Months and years passed before I could admit to my failures on that trip. Memories of my one and only canoe trip on Wisconsin soil still pack a potent punch for me. When I struggle to fast as a spiritual discipline (apparently still afraid I will mysteriously starve to death in just 24 hours), I am reminded of that excursion. When I work in Ecuadorian classrooms surrounded by children whose diet borders on malnutrition, I think back to my reluctance to learn while I was hungry. And when griping about any sort of deprivation in my normally comfortable life, the paltry meals we cooked 30 years ago in those renovated coffee cans over pathetic little fires come back to haunt me.
The wilderness is a classroom of epic proportions. God used it on the Israelites’ 40-year “camping trip” to teach them to depend more on him (Exodus 15-40). And God used it to teach me about serving others on a five-day canoe trip, precisely because I found that I felt so empty when I did not put others before myself. I sometimes wish for a re-do of that trip, for a chance to actually serve despite my discomfort–keeping in mind Jesus’ example of service on the overwhelmingly stressful eve of his crucifixion.

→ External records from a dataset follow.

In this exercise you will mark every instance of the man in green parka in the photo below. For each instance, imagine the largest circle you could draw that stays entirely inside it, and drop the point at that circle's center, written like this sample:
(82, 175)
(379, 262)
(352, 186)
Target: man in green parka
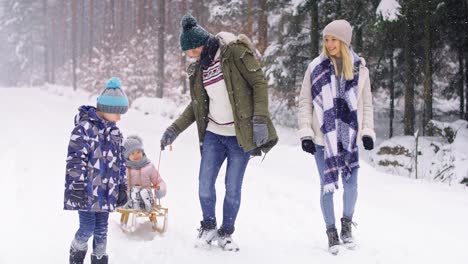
(229, 103)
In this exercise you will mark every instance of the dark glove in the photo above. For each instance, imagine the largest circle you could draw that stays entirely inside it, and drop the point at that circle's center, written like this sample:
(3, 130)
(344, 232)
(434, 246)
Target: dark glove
(78, 195)
(168, 137)
(260, 131)
(368, 142)
(122, 198)
(308, 146)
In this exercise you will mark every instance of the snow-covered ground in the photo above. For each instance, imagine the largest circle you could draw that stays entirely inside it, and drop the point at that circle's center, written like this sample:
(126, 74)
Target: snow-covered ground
(400, 220)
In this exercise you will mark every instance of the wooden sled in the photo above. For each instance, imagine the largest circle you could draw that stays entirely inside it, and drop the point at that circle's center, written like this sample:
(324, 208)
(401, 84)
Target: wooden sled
(158, 218)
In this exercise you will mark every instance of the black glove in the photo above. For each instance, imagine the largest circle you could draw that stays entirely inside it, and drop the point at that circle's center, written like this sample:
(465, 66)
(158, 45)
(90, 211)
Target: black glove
(260, 131)
(122, 198)
(368, 142)
(78, 198)
(168, 137)
(308, 146)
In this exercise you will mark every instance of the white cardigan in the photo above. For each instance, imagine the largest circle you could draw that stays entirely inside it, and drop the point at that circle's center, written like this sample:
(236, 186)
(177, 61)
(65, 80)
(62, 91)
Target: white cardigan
(308, 123)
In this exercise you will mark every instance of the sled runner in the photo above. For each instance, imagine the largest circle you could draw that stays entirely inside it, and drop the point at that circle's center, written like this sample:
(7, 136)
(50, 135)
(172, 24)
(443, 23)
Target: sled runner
(158, 218)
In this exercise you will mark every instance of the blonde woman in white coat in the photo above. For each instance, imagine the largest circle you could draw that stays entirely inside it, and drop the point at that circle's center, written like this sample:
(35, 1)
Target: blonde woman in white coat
(335, 115)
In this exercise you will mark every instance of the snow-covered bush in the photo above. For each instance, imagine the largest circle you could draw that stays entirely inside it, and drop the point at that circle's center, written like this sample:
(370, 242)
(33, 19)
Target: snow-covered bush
(439, 158)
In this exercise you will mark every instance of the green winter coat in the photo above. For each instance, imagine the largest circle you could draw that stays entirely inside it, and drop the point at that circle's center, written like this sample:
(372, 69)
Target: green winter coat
(247, 89)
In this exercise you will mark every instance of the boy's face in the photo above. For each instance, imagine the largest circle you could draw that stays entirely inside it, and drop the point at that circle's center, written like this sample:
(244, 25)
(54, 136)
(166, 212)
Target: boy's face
(195, 53)
(111, 117)
(136, 155)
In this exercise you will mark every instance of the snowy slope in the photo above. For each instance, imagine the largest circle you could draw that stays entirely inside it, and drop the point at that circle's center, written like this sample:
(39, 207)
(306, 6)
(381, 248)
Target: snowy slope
(400, 220)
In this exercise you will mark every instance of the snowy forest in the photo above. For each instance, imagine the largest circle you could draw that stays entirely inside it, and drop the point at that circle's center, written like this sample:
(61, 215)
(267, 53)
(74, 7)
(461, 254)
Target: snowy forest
(416, 50)
(56, 56)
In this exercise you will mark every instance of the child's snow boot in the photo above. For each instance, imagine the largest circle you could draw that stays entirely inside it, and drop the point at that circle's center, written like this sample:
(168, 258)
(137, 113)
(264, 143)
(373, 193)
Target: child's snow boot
(76, 255)
(99, 259)
(333, 240)
(145, 195)
(206, 234)
(225, 241)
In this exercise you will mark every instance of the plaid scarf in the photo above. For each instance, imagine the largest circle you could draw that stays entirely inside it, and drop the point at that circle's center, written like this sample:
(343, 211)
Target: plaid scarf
(336, 110)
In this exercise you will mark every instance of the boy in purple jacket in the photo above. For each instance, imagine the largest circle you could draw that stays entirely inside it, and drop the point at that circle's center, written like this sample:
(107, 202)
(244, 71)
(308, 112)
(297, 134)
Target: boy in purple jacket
(95, 181)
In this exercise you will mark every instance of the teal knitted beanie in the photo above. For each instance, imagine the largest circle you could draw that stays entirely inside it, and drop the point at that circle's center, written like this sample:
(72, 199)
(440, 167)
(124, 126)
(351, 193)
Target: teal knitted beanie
(192, 35)
(112, 99)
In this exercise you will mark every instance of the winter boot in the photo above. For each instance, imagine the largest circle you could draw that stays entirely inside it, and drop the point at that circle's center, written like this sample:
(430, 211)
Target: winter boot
(104, 259)
(134, 200)
(346, 233)
(145, 195)
(333, 240)
(76, 255)
(206, 234)
(225, 241)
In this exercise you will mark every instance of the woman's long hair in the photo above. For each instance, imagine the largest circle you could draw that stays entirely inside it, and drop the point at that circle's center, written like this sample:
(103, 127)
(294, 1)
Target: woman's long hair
(347, 67)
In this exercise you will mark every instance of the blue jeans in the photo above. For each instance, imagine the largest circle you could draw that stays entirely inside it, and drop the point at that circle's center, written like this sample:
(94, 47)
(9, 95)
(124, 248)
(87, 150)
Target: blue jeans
(92, 224)
(216, 149)
(326, 200)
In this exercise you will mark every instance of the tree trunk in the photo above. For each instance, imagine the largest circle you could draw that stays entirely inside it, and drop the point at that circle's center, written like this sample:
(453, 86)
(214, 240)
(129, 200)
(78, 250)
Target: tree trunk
(392, 86)
(140, 15)
(248, 27)
(122, 20)
(461, 82)
(73, 41)
(53, 43)
(91, 30)
(262, 27)
(314, 29)
(183, 60)
(428, 27)
(161, 51)
(409, 55)
(112, 7)
(46, 41)
(465, 5)
(83, 28)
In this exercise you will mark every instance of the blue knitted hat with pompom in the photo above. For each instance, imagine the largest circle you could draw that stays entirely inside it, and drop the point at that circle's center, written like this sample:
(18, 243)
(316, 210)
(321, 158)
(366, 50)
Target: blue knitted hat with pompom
(192, 35)
(112, 99)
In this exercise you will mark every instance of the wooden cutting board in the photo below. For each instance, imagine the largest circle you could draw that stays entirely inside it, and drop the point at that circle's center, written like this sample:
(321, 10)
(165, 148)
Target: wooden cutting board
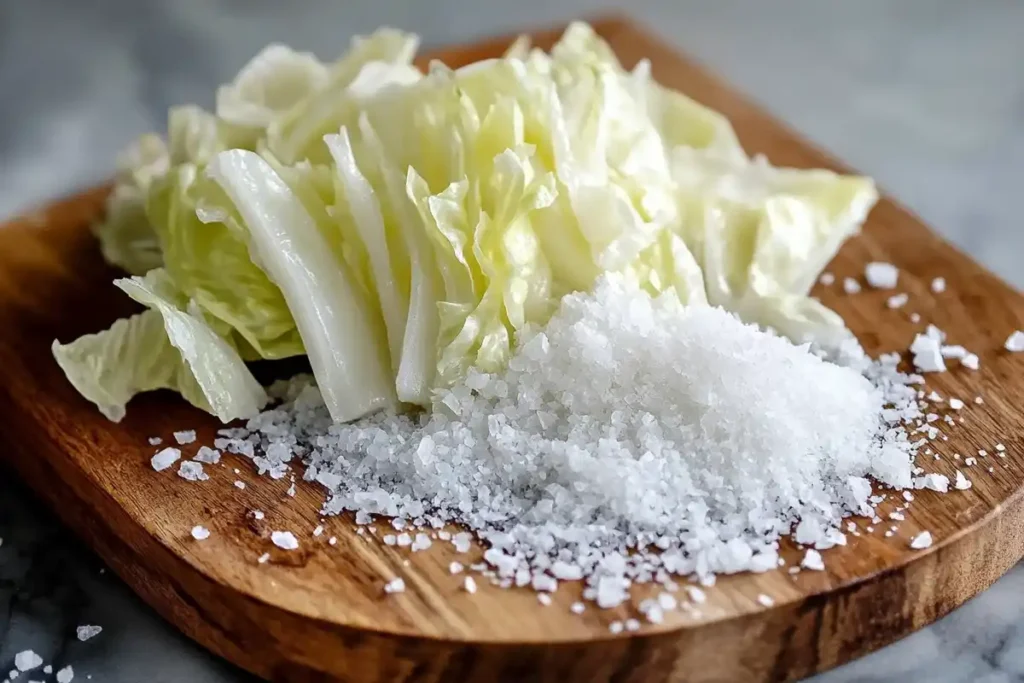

Using “food stress” as a means to self-exploration has fallen into disrepute these days, and thankfully so. Many argue that knowingly withholding food from participants is manipulative and unethical. Having said that, however, I cannot deny the lessons food stress revealed about my sinful nature on a Wisconsin river thirty years ago. The cold rain that dogged my days on that trip mirrored the self-serving chilliness in my heart.
That selfish nature still surfaces if I get pushed too far out of my comfort zone, though many years of family and ministry have thankfully increased what I consider comfortable. I pray that God will continue to stretch these self-imposed boundaries so that I can more closely follow that example Jesus gave when he washed the disciples’ feet (John 13:3-17).